What is the best way to negotiate a settlement?

Use positive, respectful and generous negotiating behavior to generate it in return and facilitate the influence of the other party to accept settlement proposals. Express a desire to meet the needs of the opposition so that they can return the favor by meeting their needs. Conversations to reach agreement or mediation can give both parties an opportunity to talk about their needs and concerns. Negotiation can pose difficult and emotional problems.

Keeping the conversation polite and respectful will improve your chances of reaching an agreement. Don't lose sight of the amount you can realistically pay. Start by going down and try to work towards a midpoint. If you know that you can only pay 50% of your original debt, try to offer around 30%.

Avoid agreeing to pay an amount you can't afford. A creditor can accept between 40% and 50% of the debt you owe, but it could go up to 80%. The original creditor is likely looking for a higher repayment rate. If your debt is already with a debt collector, you may be more willing to accept a smaller amount.

Debt settlement can damage your credit rating by more than 100 points, and the settlement will remain on your credit report for seven years. Add this to any delinquent debt you already have, and your credit can take a long time to recover. Reaching an out-of-court settlement can remove any number of barriers to negotiation. The drawbacks of involving lawyers in your dispute and preparing for a lawsuit can be considerable.

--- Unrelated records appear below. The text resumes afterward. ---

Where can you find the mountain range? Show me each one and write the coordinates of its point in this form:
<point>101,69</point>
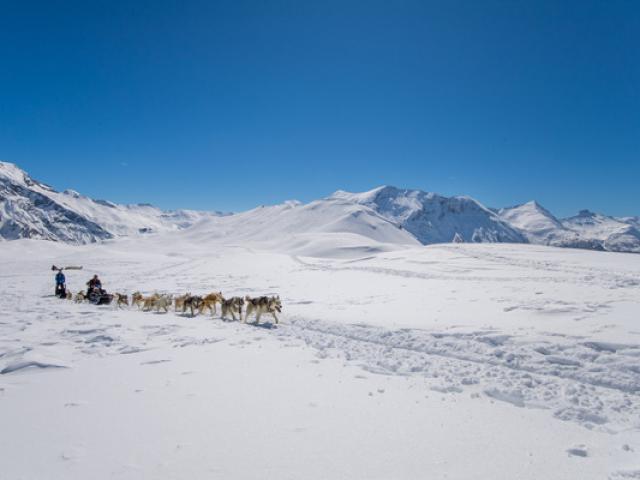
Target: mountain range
<point>376,219</point>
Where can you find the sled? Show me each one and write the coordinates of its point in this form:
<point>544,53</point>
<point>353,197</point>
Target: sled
<point>100,298</point>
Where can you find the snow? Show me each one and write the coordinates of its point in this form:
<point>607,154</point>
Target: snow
<point>374,221</point>
<point>393,360</point>
<point>30,209</point>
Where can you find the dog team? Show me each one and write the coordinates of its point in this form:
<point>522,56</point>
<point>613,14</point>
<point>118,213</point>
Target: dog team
<point>196,304</point>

Understanding how to organize meeting space is a key aspect of preparing for negotiation. In this video, Professor Guhan Subramanian discusses a real-world example of how seating arrangements can influence a negotiator's success. This discussion was conducted at the 3-day executive education workshop for senior executives in the Harvard Law School Negotiation Program. If you decide to negotiate a DIY debt agreement, you don't give up your personal control over the timing of the process.

While negotiation (whether through lawyers, mediators, or on your own) should lead to better outcomes for litigants in most cases, litigation may be preferable in the following situations, writes Jeffrey R. Telling creditors that you have money saved to settle debt can give you a opportunity advantage in negotiating with them. Negotiations don't have to take place face-to-face, but often the most successful way to negotiate is in person. With do-it-yourself debt settlement, you negotiate directly with your creditors in an effort to settle your debt for less than you originally owed.

It is also important to encourage the other party to open up about their interests and to take those interests into account when negotiating. Before dealing with your dispute jointly, negotiate key elements of the process with your counterparty, such as how you will choose experts and whether lawyers will participate in the negotiations. In other words, you won't have a debt settlement professional or anyone else to negotiate on your behalf. However, you will begin your negotiations by offering to pay significantly less than 50%, so that you and the creditor have room to negotiate.

In any case, your first lump-sum offer should be well below the 40% to 50% range to make room for negotiation.